The bot generally assigns you random missions, but you can also select one for yourself if there’s a specific scenario you want to run through. “Last summer I was in France wanting to post some letters back to England,” Whately says. “I set up a Membot to be a post office lady and my mission was to get these letters posted first class, sign for delivery. I went through and rehearsed that conversation four or five times.”
I’ve been testing this bot for about a week — it’s rolling out Wednesday as a public feature but has been available previously on Memrise’s invitation-only Discord server. I will admit that it’s imperfect, and I wouldn’t recommend it as someone’s primary method of study. I’ve caught it saying words and sentences that you wouldn’t hear real people use, its questions can get repetitive, and I’ve seen it flip from informal to very stiff manners of speaking without a clear reason to do so.
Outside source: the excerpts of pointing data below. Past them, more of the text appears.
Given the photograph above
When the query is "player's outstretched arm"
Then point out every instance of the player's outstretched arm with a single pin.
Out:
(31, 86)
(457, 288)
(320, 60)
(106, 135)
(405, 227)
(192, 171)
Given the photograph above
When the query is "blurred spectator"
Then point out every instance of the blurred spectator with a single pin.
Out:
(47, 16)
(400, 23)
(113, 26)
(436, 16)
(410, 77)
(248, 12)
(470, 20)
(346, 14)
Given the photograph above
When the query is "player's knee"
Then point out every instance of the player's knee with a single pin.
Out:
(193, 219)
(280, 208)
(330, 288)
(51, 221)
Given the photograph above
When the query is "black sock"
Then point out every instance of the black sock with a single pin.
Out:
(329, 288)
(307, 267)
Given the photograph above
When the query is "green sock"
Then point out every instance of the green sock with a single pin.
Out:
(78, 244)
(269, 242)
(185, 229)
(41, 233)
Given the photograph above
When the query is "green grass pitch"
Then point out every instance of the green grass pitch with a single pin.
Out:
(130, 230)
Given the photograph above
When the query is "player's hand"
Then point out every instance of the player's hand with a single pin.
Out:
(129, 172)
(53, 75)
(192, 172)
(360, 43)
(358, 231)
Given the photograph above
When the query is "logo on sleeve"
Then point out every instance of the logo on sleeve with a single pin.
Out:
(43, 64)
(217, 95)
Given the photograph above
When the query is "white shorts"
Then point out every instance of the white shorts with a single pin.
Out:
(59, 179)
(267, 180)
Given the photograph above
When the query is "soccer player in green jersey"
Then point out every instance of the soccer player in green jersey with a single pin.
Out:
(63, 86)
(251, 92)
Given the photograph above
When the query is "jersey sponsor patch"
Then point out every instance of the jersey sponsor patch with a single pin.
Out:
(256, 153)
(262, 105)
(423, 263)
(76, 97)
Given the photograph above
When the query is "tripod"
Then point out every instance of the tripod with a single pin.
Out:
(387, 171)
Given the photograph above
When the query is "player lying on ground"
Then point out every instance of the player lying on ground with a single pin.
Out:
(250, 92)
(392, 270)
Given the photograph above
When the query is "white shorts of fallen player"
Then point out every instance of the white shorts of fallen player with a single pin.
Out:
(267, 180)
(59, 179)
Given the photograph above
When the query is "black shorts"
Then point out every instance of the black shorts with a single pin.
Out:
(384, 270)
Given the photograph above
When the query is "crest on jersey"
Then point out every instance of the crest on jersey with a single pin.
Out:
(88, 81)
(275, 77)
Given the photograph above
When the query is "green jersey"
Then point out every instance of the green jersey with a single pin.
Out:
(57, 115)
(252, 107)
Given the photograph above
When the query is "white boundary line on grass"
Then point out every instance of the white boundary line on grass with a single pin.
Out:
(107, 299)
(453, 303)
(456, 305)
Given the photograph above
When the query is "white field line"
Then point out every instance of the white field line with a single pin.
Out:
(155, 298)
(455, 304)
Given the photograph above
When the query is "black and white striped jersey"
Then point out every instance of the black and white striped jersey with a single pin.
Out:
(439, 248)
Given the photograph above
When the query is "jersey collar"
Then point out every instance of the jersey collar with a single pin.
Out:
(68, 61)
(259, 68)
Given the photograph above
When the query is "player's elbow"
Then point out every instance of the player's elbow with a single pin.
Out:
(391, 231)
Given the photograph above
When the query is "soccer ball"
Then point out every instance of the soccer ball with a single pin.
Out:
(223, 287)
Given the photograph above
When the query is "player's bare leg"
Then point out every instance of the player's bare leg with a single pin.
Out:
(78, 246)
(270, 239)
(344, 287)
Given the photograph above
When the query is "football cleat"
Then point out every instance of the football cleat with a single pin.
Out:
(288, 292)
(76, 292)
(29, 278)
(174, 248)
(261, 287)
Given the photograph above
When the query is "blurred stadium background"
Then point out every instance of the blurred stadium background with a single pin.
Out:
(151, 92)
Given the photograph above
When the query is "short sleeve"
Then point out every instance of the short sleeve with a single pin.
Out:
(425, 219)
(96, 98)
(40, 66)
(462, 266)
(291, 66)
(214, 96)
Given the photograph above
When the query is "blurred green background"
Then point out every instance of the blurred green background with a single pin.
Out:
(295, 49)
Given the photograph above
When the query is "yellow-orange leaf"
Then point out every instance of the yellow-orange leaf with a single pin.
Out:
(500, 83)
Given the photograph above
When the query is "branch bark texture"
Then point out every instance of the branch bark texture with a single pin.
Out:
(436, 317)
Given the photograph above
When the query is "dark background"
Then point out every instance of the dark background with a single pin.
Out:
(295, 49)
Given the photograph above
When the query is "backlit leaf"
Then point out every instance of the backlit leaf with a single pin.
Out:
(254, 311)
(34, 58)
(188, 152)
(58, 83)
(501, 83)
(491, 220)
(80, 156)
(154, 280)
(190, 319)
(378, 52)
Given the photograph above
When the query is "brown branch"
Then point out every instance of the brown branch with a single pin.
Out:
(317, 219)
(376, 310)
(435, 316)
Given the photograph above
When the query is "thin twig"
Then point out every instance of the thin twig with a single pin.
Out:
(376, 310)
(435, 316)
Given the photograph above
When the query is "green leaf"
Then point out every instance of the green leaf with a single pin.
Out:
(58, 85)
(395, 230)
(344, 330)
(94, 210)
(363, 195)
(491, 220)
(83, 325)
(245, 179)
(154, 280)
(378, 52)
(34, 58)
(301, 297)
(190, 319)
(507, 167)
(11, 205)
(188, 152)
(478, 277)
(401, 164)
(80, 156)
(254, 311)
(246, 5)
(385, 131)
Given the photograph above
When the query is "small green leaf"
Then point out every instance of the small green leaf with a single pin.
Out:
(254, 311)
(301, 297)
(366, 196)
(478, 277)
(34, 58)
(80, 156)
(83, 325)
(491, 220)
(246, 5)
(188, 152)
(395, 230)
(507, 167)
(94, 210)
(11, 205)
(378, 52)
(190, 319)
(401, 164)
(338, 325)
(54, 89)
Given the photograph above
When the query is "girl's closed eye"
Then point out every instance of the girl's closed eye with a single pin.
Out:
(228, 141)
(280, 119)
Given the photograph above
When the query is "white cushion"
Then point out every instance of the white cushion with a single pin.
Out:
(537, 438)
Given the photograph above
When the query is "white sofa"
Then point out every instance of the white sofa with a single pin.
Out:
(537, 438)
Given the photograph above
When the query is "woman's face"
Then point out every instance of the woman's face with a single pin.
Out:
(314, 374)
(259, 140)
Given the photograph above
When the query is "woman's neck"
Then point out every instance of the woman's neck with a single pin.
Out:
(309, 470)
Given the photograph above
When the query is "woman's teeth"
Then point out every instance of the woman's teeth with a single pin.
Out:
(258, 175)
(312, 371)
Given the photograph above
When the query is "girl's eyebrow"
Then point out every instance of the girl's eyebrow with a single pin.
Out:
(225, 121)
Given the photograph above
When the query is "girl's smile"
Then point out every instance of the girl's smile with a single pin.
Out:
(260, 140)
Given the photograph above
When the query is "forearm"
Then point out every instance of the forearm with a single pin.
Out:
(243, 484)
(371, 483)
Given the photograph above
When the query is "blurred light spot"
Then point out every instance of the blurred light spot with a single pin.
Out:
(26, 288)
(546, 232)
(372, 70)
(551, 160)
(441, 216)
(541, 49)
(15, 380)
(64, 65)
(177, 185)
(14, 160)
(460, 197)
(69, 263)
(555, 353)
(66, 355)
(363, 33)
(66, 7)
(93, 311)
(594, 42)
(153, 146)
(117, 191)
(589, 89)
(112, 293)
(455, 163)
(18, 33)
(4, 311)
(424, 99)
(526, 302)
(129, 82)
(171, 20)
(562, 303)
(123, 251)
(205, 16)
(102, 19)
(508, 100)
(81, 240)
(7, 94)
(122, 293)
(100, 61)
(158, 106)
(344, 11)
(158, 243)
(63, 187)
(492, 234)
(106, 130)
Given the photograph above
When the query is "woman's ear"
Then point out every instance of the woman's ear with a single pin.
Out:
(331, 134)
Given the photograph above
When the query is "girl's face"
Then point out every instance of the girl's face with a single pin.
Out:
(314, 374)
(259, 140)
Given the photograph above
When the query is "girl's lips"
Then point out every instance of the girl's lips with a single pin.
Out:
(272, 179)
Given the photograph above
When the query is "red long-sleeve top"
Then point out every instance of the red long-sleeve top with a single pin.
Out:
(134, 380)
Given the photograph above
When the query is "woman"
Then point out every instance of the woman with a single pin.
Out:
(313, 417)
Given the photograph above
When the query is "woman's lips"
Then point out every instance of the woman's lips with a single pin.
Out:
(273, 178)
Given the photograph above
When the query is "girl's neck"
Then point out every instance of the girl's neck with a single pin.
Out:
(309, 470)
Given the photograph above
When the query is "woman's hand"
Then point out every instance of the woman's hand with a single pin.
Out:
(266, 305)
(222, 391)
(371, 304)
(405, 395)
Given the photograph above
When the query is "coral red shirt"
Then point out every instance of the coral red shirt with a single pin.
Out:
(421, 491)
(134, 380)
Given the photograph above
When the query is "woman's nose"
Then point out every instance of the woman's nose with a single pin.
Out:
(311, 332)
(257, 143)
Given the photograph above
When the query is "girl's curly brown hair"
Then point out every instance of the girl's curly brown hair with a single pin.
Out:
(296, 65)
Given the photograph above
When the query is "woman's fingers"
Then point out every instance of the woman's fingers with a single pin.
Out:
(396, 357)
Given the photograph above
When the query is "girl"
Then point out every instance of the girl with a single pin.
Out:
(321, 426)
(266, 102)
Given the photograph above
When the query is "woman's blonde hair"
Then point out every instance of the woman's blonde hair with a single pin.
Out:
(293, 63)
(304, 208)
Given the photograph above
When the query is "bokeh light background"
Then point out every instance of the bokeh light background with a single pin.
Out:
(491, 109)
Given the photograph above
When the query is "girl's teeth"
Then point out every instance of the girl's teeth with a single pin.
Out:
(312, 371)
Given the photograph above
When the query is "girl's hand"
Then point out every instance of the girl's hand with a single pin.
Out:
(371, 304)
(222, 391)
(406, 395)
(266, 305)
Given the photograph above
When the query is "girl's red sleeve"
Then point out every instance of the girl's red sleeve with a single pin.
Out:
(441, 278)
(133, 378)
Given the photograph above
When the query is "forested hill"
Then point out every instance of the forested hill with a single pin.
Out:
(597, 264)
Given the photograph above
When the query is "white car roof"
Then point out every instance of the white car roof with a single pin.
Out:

Nevertheless, it is very fun to use. It is better and more natural-sounding than other language bots I’ve tried. The interactions are enjoyable, and they can be quite quick to complete depending on how advanced they are for you. I’ll admit that I got a bit addicted to them throughout my time testing this bot. I’d finish one and immediately feel the urge to dive into another. I found myself pulling it out when I was sitting on the bus or waiting in line for things.
That, ultimately, was Whately’s goal — not to comprehensively educate learners, but to keep them coming back for practice. “It’s about setting up these conversations to be entertaining challenges that happen to use the language, rather than being tests of the language,” he says.
The bot’s real limitation, in my view, is that it’s entirely text-based. That means, for one, that it can’t help you with languages that you can’t read and write in. But being able to respond to something over text is also quite a different scenario from having to formulate answers on the spot in the middle of a spoken conversation.
Whately sees this as a feature, not a bug. Because text is a lower-stress practice method, he feels, people will be less nervous about coming back and practicing. “Being able to answer in text is another step down in stress,” he says. “People start by answering in text. Once they’ve got quite confident in text, they build up to answering in voice.”
The Memrise Discord app can be integrated into any Discord server starting Wednesday. It’s currently free but will not remain so; the company is going to “experiment with ways to charge for the Membot, because there is a nontrivial computing cost to each conversation,” according to Whately. (The ultimate cost, he says, will be in the “five dollars a month range.”) So now’s your chance, language nerds: give this thing a shot while you can. It’s a fun time, I promise.